The perf_event_open
Linux system call can be used to read hardware counters. In this section, two examples are provided. The first example shows how to read a single counter, the second example shows how to read a group of counters without multiplexing. perf_event_open
does not support multiplexing.
The example below shows how to use the perf_event_open
system call to read a single counter.
Use a text editor to create a file named perf_event_example1.c
and paste the code below into the file:
#include <linux/perf_event.h> /* Definition of PERF_* constants */
#include <stdio.h>
#include <stdlib.h>
#include <string.h>
#include <sys/ioctl.h>
#include <sys/syscall.h> /* Definition of SYS_* constants */
#include <unistd.h>
#include <inttypes.h>
// The function to counting through (called in main)
void code_to_measure(){
int sum = 0;
for(int i = 0; i < 1000000000; ++i){
sum += 1;
}
}
// Executes perf_event_open syscall and makes sure it is successful or exit
static long perf_event_open(struct perf_event_attr *hw_event, pid_t pid, int cpu, int group_fd, unsigned long flags){
int fd;
fd = syscall(SYS_perf_event_open, hw_event, pid, cpu, group_fd, flags);
if (fd == -1) {
fprintf(stderr, "Error creating event");
exit(EXIT_FAILURE);
}
return fd;
}
int main() {
int fd;
uint64_t val;
struct perf_event_attr pe;
// Configure the event to count
memset(&pe, 0, sizeof(struct perf_event_attr));
pe.type = PERF_TYPE_HARDWARE;
pe.size = sizeof(struct perf_event_attr);
pe.config = PERF_COUNT_HW_INSTRUCTIONS;
pe.disabled = 1;
pe.exclude_kernel = 1; // Do not measure instructions executed in the kernel
pe.exclude_hv = 1; // Do not measure instructions executed in a hypervisor
// Create the event
fd = perf_event_open(&pe, 0, -1, -1, 0);
//Reset counters and start counting
ioctl(fd, PERF_EVENT_IOC_RESET, 0);
ioctl(fd, PERF_EVENT_IOC_ENABLE, 0);
// Example code to count through
code_to_measure();
// Stop counting
ioctl(fd, PERF_EVENT_IOC_DISABLE, 0);
// Read and print result
read(fd, &val, sizeof(val));
printf("Instructions retired: %"PRIu64"\n", val);
// Clean up file descriptor
close(fd);
return 0;
}
The example counts the number of instructions executed in the code_to_measure
function.
Just as with PAPI, the counter is started right before the call to code_to_measure
and the counter is stopped and read just after the call to code_to_measure
.
The event being counted is PERF_COUNT_HW_INSTRUCTIONS
which maps to the Arm PMU INST_RETIRED (ID: 0x08) event.
The perf_event_open
documentation lists the preset events that can be used.
It is also possible to use a raw event code if a preset doesn’t exist.
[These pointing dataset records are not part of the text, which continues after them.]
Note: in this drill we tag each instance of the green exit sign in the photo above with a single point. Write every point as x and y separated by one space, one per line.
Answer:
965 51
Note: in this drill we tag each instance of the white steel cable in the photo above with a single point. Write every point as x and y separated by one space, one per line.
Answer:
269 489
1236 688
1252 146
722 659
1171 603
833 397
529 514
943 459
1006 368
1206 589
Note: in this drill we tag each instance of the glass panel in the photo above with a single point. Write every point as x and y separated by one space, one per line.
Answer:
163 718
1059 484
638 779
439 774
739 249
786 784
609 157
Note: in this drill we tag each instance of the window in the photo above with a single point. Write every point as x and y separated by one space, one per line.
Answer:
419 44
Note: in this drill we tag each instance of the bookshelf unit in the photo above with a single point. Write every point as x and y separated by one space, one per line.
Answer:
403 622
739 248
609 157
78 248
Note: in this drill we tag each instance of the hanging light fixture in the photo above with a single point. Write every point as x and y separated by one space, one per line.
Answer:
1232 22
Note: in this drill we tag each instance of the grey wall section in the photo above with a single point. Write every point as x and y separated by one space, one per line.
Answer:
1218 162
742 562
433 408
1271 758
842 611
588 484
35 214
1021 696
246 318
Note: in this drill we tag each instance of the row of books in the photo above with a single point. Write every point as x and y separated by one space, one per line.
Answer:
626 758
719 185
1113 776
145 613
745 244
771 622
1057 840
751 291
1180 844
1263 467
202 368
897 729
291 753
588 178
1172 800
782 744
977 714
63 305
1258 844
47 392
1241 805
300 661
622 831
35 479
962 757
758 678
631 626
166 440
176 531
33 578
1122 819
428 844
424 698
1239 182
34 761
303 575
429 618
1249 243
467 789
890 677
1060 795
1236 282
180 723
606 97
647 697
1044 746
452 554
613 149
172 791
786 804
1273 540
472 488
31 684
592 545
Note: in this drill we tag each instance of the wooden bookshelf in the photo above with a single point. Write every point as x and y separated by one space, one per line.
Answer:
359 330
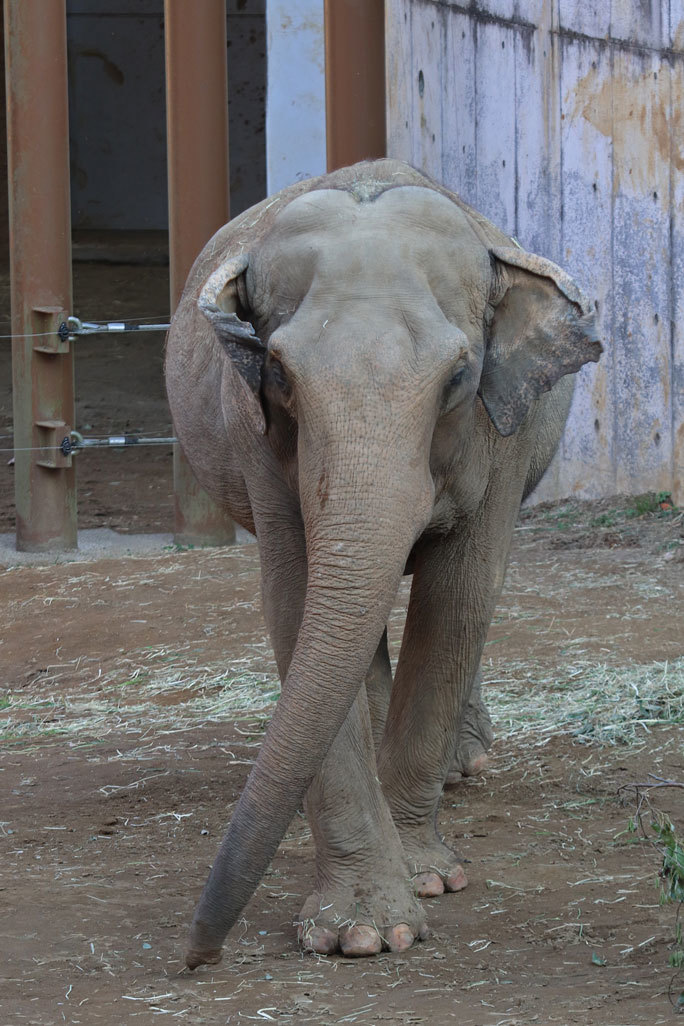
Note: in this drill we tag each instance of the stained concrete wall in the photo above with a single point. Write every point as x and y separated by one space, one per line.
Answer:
561 120
117 110
295 105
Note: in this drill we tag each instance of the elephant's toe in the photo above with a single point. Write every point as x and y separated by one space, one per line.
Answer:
359 942
203 956
435 868
346 922
318 940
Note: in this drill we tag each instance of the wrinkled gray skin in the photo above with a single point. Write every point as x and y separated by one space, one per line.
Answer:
359 369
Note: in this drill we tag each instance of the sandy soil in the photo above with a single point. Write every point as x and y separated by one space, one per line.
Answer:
133 694
128 733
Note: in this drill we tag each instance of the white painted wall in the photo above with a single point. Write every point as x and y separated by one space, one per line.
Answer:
295 92
561 120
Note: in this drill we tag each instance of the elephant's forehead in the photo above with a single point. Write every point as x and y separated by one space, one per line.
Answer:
406 239
335 212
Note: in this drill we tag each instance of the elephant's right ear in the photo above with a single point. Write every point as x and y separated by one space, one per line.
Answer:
224 303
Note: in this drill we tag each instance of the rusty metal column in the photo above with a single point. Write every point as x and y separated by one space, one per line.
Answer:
40 269
354 81
198 198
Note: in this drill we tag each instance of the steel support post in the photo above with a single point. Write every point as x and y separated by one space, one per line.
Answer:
354 81
40 270
198 198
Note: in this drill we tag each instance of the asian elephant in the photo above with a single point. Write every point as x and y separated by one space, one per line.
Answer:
370 377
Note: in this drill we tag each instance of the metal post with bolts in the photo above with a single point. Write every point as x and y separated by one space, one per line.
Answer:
40 271
354 81
198 198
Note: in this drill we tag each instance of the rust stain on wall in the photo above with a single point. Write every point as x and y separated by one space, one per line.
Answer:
636 112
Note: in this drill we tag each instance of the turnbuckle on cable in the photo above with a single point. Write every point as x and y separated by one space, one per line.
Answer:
75 327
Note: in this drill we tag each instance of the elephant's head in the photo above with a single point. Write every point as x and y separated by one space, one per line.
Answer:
359 322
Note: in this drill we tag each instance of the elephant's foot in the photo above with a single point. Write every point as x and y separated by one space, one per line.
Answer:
469 761
475 739
350 921
435 868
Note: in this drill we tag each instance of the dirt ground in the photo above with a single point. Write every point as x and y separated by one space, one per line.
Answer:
133 694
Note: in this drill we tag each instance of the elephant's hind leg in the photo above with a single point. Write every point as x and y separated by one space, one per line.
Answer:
475 739
456 582
378 689
363 901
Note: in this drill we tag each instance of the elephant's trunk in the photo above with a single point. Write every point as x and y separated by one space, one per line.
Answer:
356 558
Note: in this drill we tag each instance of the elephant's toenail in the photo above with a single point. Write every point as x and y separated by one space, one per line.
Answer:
428 885
210 956
477 764
400 938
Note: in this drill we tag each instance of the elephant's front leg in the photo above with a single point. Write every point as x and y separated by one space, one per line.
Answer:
363 899
456 582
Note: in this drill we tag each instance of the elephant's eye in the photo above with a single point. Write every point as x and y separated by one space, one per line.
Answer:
452 390
277 376
456 379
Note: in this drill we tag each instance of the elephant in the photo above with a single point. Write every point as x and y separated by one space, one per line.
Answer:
369 377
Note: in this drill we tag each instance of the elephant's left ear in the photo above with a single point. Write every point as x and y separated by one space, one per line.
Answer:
224 303
541 328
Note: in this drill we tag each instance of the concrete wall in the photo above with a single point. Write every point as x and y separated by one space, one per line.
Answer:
295 107
561 120
117 110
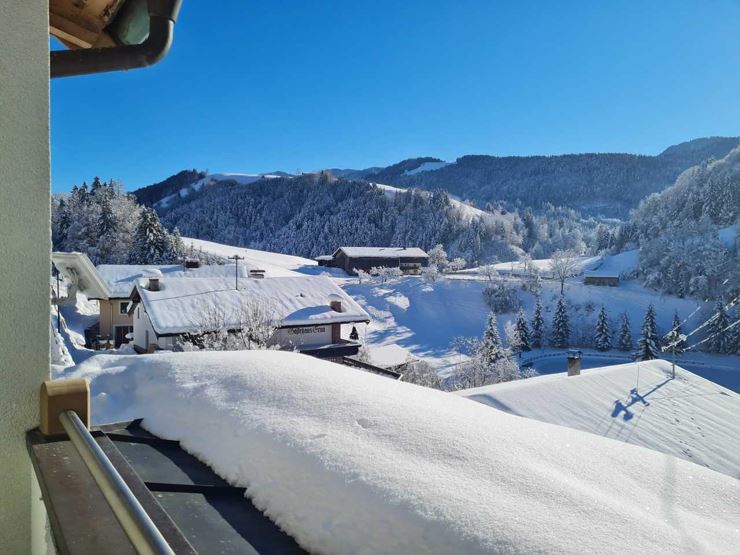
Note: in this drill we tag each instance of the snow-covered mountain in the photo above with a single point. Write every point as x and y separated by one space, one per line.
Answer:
608 184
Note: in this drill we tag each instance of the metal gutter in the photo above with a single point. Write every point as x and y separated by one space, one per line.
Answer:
143 533
162 17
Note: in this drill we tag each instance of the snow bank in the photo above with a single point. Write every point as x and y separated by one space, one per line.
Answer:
688 417
346 461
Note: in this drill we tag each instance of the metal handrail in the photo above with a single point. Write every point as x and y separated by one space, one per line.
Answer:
134 520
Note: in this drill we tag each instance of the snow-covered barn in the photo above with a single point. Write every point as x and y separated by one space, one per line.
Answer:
409 259
307 313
The data structure perf_event_attr
is how the event to count is configured. This data structure has numerous fields. In the example above, the data structure is setup so that instructions executed in the kernel (or Arm exception level EL1) and instructions executed in the hypervisor (or Arm exception level EL2) are not counted. This means the example is only counting user space instructions executed (or Arm exception level EL0).
You can review the manual page to understand the configuration options for event counting.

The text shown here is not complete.